'Oh, Olive, how strange it seems, to think you have come back to us again, when Mildred thought you had gone!' ejaculated Ethel, in a tone almost of awe.
'Yes,' returned Olive, simply; 'I know what death means now. When I come to die, I shall feel I know it all before.'
'But you did not die, dear Olive!' exclaimed Ethel, in a startled voice. 'No one can know but Lazarus and the widow's son; and they have told us nothing.'
'Aunt Milly says they were not allowed to tell; she thinks there is something awful in their silence; but all the same I shall always feel that I know what dying means.'
Ethel looked at her with a new reverence in her eyes. Was this the stammering, awkward Olive?
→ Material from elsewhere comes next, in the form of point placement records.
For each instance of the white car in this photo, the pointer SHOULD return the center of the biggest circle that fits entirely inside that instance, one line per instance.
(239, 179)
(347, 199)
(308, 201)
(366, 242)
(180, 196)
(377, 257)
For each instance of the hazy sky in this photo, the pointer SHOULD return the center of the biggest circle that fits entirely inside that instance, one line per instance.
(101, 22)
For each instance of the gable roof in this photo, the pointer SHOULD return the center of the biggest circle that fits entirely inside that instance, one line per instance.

'Tell me what you mean,' she whispered gently; 'I cannot understand. One must die before one can solve the mystery.'
'And was I not dying?' returned Olive, in the same dreamy tone. 'When I close my eyes I can bring it all back; the faintness, the dizziness, the great circles of light, the deadly, shuddering cold creeping over my limbs, every one weeping round me, and yet beyond a great silence and darkness; we begin to understand what silence means then.'
'A great writer once spoke of "voices at the other end of silence,"' returned Ethel, in a stifled tone. This strange talk attracted and yet oppressed her.
'But silence itself—what is silence?—one sometimes stops to think about it, and then its grandeur seems to crush one. What if silence be the voice of God!'
'Dear Livy, you must not excite yourself,' interrupted Richard; but his tone was awestruck too.